Inspections in 2023/24

In 2023/24 we carried out 40 inspections (compared with 35 in 2022/23). These were a mix of proactive inspections as part of the IR(ME)R annual inspection programme and reactive inspections in response to concerns and high-risk notifications. We inspected:

  • 15 diagnostic imaging departments
  • 15 radiotherapy departments
  • 10 nuclear medicine services.

Enforcement

Poor compliance with the regulations is often the result of an inadequate governance framework around radiation protection. We issued 14 Improvement Notices to IR(ME)R employers following inspections.

Actions for employers to improve compliance

It’s important for organisations to not only value and encourage learning from their own experiences, but to avoid complacency by looking beyond themselves for lessons from others. This, in turn, will help to improve patient safety and leadership, and embed a good safety culture.

Based on our findings during 2023/24, we recommend these general actions for IR(ME)R employers to improve compliance with the regulations, as well as the safety and quality of care for patients:

Policy, procedure and protocol

  • High numbers of errors are still resulting from inadequate checks. All IR(ME)R duty-holders must remain vigilant and follow procedures and safe practices, such as multi-point checks, at all stages of a patient’s care pathway.
  • In IR(ME)R documentation, it’s important to differentiate the overall ‘policy’ aspects from the more practical ‘clinical instructions’. It may be useful to separate these so that the working procedures only include the relevant information for the intended audiences, with separate high-level ‘managerial’ procedures.

Justification and authorisation

  • Carefully consider the role of the practitioner and the associated training needed for radiographers, who may be entitled within local procedures to act in this capacity.
  • Provide adequate training, in line with Schedule 3 of IR(ME)R, for any radiographer seeking to be entitled to act as the practitioner. The Society of Radiographers have issued guidance to support entitlement of individuals other than radiologists to justify and authorise exposures.
  • Ensure that all entitlement processes are thorough and effective, and clearly documented within the employer’s procedures.

Non-medical referrers

  • Any person entitled to act as a referrer for an ionising radiation examination must be a registered healthcare professional.
  • Radiology departments should not have sole responsibility for determining whether there is a service need for the entitlement of non-medical referrers. The relevant departments looking to refer should be engaged in the process and in creating an appropriate scope of practice. They should also be involved in the ongoing management and audit of non-medical referrers.

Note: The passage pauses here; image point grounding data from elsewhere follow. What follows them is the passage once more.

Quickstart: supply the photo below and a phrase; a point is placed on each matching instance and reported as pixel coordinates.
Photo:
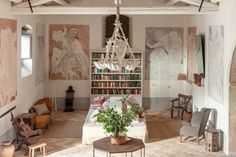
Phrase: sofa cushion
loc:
(41, 109)
(98, 101)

Support from medical physics experts

  • Ensure that appointed experts are fulfilling the duties required in the regulations. This is especially important when medical physics support is provided by a third party, as contracts must include sufficient resource for the MPE to undertake their responsibilities. Refer to guidance from the Institute of Physics and Engineering in Medicine for the recommended appropriate MPE support.

Equipment

  • Monitor and manage risk continually where equipment falls below normal standards of performance. This may be through a risk register. Consider how the equipment is used and limit its range where appropriate. Address faults with the equipment manufacturer first, but also report persistent issues to the Medicines and Healthcare products Regulatory Agency (MHRA).
  • Make sure medical physics experts continue to get support from, and share experiences with, special interest groups and the Institute of Physics and Engineering in Medicine, particularly where issues may be widespread.
  • Give more scrutiny, in terms of both quality control and routine maintenance, of systems with a history of unreliability and equipment still in clinical use – both towards and past its end of life. Medical physics experts should review the frequency and effectiveness of routine checks of these systems.
  • Involve medical physics experts in decisions on purchasing any new piece of equipment to ensure the correct technical specification, and when making any changes to equipment that will affect image quality and patient dose. Include and consult them in any optimisation programme.